Since 2010, Mattke has been the head of the John R. Borchert Map Library, which houses over 600,000 items including 250,000 maps and 370,000 aerial photographs. He’s also the subject liaison to the Department of Geography, Environment and Society.
Place and Space
Geospatial data touches every aspect of our lives. Everything from food insecurity initiatives to urban planning uses geospatial data. Metro Transit, for example, uses it to create and operate its routes in the Twin Cities.
“Anything that’s related to place and space uses geospatial data,” he said. “It allows for the integration of diverse information from multiple sources, which supports academic research, as well as decision-making processes at all levels of government.”
Geospatial data also affects the economy. Mattke likes to use coffee shops as his classroom example. To find the best location for a new coffee shop, an entrepreneur could create a map of all current coffee shops overlayed with a layer of median household income and marketing data.
“You might look for spaces where there’s people that spend money on coffee, but there’s a low incidence of coffee shops in that area. And then maybe you’d locate there,” he said.
A novel approach
Mattke has a slightly different approach to the geospatial realm, which is often focused on technology and computer science, since he originally came from a humanities background. In 2016, he co-founded the Mapping Prejudice project, alongside Kirsten Delegard and several others, that sought to map racially restrictive deed covenants in Hennepin and Ramsey counties.
The project findings helped influence the City of Minneapolis zoning code revisions, and in 2018, the city banned single-family residential zones in every neighborhood. These zones were created in the 20th century and helped reinforce housing segregation, by restricting where people could live and what kind of people could live there.
Black and immigrant families were not permitted to live in some areas, either because they were denied loans via redlining, or were not permitted to buy homes because of racial covenants. Instead, these families were corralled into areas with low property values, which prevented them from amassing wealth through homeownership or forced them to rent.
Replacing single-family housing citywide with “missing middle” housing, like duplexes and triplexes, give people more affordable options and consequently helps breakdown legacy housing segregation.
Building a geospatial future
As the project lead for the Big Ten Academic Alliance Geospatial Information Network, Mattke is already prepared in developing and managing geospatial infrastructure.
The BTAA-GIN, created in 2016, connects scholars from Big Ten campuses to geospatial resources by creating and aggregating metadata, digitizing records and data sets, and developing open-source geospatial software. The network spans 14 institutions across 11 states, managed by a rotating staff of 25 librarians and specialists.
Mattke was first nominated to the NGAC in 2019 and has been waiting for his turn to serve on the committee.

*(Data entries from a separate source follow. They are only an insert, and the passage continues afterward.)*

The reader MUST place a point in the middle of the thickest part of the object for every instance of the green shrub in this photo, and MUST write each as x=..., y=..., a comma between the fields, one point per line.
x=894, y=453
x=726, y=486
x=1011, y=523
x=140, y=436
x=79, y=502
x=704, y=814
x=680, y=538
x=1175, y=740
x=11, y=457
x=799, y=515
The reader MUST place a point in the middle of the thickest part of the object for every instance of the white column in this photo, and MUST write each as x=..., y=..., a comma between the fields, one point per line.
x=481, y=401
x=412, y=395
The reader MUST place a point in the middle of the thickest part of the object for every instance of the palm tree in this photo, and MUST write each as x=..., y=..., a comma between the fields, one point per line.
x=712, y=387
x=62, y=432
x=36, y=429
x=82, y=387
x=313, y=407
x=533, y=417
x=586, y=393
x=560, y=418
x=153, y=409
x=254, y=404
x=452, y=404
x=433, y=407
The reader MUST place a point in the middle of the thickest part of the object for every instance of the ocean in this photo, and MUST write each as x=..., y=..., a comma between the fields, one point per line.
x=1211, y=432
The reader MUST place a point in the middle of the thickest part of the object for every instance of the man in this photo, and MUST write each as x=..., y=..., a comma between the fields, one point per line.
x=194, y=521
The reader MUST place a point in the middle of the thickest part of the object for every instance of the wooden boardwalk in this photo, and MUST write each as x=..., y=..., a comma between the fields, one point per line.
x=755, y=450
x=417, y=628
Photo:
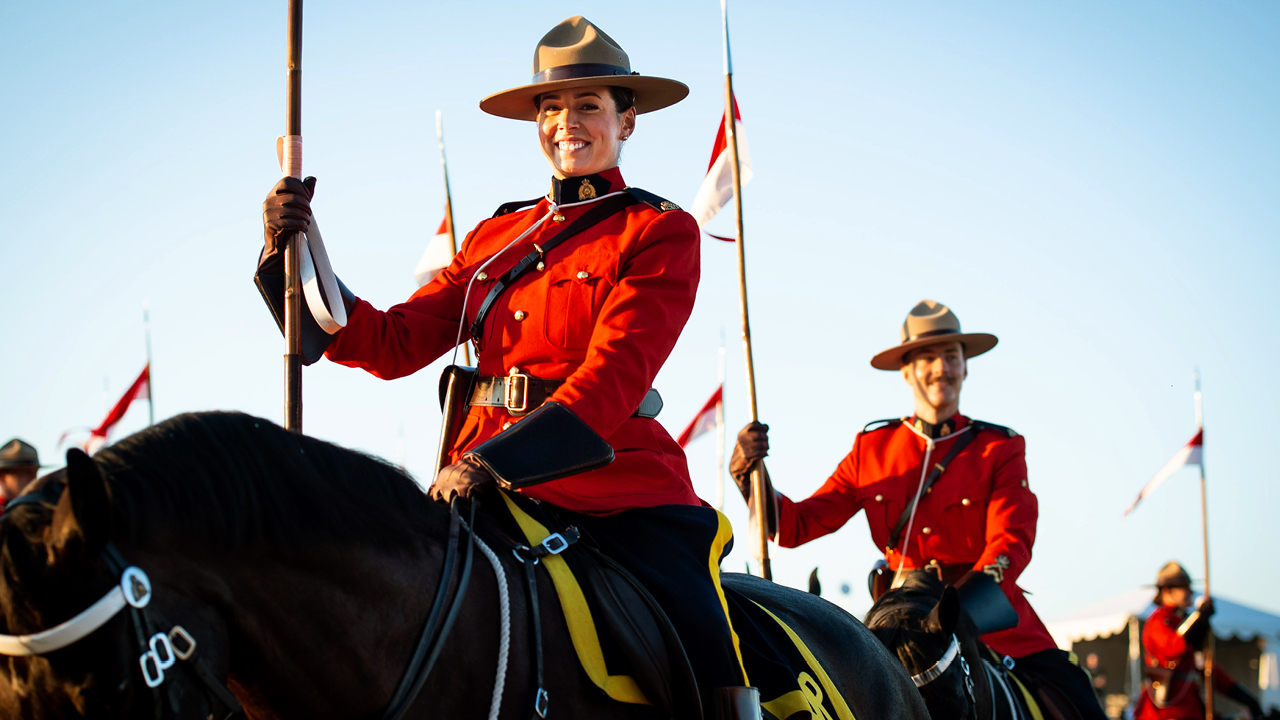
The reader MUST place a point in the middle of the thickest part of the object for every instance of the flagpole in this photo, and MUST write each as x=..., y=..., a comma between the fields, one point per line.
x=151, y=387
x=759, y=507
x=448, y=209
x=1208, y=639
x=720, y=432
x=292, y=165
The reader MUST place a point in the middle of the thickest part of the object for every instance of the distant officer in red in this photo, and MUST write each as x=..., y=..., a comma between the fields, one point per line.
x=574, y=301
x=974, y=510
x=1171, y=639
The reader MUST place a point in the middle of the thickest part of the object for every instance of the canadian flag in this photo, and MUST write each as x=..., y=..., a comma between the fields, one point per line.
x=705, y=420
x=717, y=188
x=1191, y=454
x=437, y=256
x=140, y=390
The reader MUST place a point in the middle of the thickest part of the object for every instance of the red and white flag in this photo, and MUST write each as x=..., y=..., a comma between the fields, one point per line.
x=1188, y=455
x=140, y=390
x=717, y=188
x=705, y=420
x=437, y=258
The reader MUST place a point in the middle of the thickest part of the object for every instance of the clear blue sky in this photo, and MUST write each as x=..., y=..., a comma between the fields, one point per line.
x=1096, y=185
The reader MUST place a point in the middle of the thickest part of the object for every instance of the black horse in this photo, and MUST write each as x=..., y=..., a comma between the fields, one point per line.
x=924, y=624
x=297, y=575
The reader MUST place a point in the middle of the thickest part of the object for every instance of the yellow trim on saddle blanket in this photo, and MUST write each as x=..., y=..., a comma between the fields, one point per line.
x=808, y=697
x=1027, y=695
x=577, y=615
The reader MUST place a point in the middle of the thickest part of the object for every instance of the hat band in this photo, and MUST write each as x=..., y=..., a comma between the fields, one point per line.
x=579, y=71
x=931, y=333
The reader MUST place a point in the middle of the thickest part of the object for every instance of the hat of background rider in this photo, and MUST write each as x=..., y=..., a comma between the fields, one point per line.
x=579, y=54
x=928, y=323
x=1173, y=575
x=18, y=454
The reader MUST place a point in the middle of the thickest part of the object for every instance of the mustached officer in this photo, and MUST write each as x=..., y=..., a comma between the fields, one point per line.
x=1170, y=639
x=976, y=511
x=574, y=301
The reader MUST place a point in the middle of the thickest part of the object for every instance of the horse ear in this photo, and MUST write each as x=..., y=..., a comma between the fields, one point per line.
x=82, y=518
x=946, y=614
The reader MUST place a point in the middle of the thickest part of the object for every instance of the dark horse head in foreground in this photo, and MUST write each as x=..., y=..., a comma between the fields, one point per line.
x=301, y=575
x=924, y=625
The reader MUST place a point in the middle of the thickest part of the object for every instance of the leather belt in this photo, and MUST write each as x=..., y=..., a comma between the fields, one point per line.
x=522, y=393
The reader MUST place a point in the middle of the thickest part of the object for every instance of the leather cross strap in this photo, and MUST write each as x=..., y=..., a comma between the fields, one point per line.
x=961, y=442
x=592, y=217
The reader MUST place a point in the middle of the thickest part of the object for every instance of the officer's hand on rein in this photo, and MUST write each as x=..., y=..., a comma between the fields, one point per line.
x=753, y=443
x=287, y=210
x=462, y=479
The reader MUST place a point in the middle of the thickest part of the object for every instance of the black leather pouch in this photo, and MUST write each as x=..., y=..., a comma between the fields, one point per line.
x=547, y=445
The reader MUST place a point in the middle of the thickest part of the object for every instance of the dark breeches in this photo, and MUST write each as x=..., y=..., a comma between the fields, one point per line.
x=675, y=551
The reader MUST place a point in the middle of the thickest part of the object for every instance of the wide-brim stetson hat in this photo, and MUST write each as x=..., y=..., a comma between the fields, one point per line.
x=579, y=54
x=929, y=323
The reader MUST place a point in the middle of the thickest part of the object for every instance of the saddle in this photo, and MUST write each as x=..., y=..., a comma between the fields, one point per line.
x=622, y=638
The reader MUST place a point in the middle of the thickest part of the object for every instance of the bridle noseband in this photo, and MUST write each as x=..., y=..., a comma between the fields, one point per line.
x=951, y=655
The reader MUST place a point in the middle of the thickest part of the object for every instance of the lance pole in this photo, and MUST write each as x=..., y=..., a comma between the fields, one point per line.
x=448, y=209
x=292, y=165
x=151, y=386
x=1208, y=639
x=759, y=507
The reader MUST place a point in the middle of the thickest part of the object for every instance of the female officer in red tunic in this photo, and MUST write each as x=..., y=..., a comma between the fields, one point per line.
x=574, y=301
x=1170, y=638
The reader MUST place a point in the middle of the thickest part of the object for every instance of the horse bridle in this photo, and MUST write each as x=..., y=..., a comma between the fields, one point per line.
x=951, y=655
x=158, y=650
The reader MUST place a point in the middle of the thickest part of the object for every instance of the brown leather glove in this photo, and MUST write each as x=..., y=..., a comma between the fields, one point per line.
x=462, y=479
x=287, y=210
x=753, y=443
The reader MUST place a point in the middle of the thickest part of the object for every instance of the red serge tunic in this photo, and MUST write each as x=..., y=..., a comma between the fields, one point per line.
x=1169, y=651
x=602, y=317
x=978, y=513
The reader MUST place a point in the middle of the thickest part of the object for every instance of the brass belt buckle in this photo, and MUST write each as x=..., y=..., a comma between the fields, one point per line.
x=516, y=379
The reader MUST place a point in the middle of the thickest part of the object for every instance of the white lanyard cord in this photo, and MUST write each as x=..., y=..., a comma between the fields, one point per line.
x=466, y=296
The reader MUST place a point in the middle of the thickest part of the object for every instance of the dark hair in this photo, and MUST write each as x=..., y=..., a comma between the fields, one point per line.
x=624, y=99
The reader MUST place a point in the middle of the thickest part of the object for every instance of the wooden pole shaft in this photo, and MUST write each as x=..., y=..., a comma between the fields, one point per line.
x=448, y=210
x=759, y=507
x=292, y=246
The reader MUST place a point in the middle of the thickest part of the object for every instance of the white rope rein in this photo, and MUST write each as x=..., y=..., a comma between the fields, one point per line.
x=503, y=628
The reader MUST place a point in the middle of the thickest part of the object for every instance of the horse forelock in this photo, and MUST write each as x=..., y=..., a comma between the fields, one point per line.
x=231, y=481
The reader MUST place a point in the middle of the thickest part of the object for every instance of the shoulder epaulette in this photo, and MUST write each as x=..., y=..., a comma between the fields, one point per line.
x=878, y=424
x=984, y=425
x=659, y=204
x=517, y=205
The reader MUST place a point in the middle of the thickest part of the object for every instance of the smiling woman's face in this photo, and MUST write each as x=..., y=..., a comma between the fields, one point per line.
x=580, y=130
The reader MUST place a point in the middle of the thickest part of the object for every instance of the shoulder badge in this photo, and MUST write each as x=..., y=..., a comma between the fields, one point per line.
x=517, y=205
x=878, y=424
x=984, y=425
x=659, y=204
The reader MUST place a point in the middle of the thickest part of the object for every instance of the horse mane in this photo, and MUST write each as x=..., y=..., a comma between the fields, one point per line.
x=231, y=481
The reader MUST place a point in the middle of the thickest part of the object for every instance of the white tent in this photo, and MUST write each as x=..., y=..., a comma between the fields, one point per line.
x=1125, y=611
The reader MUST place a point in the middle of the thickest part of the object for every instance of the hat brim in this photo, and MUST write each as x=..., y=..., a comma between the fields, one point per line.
x=652, y=94
x=974, y=345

When the call finally came, it was a mixture of “excitement and relief.”
“I’m excited to bring an academic, but especially an academic library perspective to the NGAC,” he said. “Overall, the committee’s very focused on government and on public private partnerships, but I think there’s room for more of a focus on research, with an emphasis on archiving and preservation of data for long-term use.”
The University Libraries has paper maps from 500 years ago that are still readable today, he explained, but digital geospatial data may not be readable in the future, as outdated software gets replaced.
“Libraries do a lot of thinking around archiving and preservation,” he said. “So, I think that’s a perspective I can bring.”
Mattke believes it’s important to preserve geospatial information, so the next generation can use that foundational knowledge to make effective decisions that will shape our future.
Mattke will serve on the NGAC for the next three years, meeting three to four times a year at Washington D.C. But in the meantime, you can find Mattke in the sub-basement of the Wilson Library, making maps and quietly changing the country.